UPCEL 2022: Pilar Mur-Dueñas explored the challenges of analysing digital scholarly discursive practices in her plenary lecture

Pilar Mur-Dueñas was invited to give a lecture at the hybrid conference UPCEL 2022 (4th International UCM Predoctoral Conference on English Linguistics), organised by the Universidad Complutense (Madrid) on 24th – 25th January. In her on-site talk, Mur-Dueñas addressed the challenges that arise from analysing digital academic discourse, and how discourse analysts can approach them. She explained that digital practices are undergoing an evolution and becoming more complex, so the need has arisen to adjust and combine methodological frameworks to analyse these new and evolving digital scholarly communication practices.

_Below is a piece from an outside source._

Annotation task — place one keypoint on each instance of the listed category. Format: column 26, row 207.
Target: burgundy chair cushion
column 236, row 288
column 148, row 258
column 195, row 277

The full abstract of Pilar Mur-Dueñas’ talk can be consulted as follows:


Scholars’ digital communication practices: the challenges of analysing the publication and dissemination of knowledge in English

Abstract

Scholars are increasingly encouraged not only to publish their research findings in English-medium high-impact journals, books or monographs, but also to disseminate their knowledge production and to ensure the visibility of their findings, bringing them close and making them accessible to different audiences and stakeholders. This transfer and dissemination of scientific knowledge is frequently done online through different digital practices and genres, and in English, especially when undertaken within the framework of international projects, with the intention to reach wider audiences. All of these professional practices can pose discursive challenges for scientists and researchers in general and for those who do not have English as their L1 in particular.

These discursive challenges, thus, offer the discourse analyst a central opportunity to explore scholars’ new digital practices and genres, such as blogs, research project websites, or social networks (e.g. Twitter, Facebook, Instagram, ResearchGate or Academiaedu), which have emerged as a response to evolving social contexts and demands. Bearing in mind their communicative purpose and function, we need to look into their characteristic lexico-grammatical, pragmatic, discursive, rhetorical, and multimodal conventions. The digital medium has brought with it affordances and technicalities which have promoted the interactivity, interdiscursivity, hybridity and multimodality of online academic genres. As a result, many methodological perspectives and frameworks originated for the study of static, print texts and textual practices need to be adjusted, modified, or supplemented to tackle the analysis of such digital scholarly communication practices. The affordances and technicalities that the web 2.0 offers can problematise the compilation of a corpus of digital texts or the application of frameworks such as metadiscourse to analyse their interpersonal dimension.

I will draw on our InterGEDI research project analysis of institutional websites (intergedi.unizar.es) and on our compiled EUROPRO digital corpus to illustrate how we have tackled the analysis of digital scholarly discursive practices, in general, and the visibility of the research groups which generate and disseminate scientific knowledge, in particular. In all, it is my intention in this talk to look into the challenges that digital practices pose for the discourse analyst and to discuss some theoretical and methodological approaches to the study of digital academic discourse.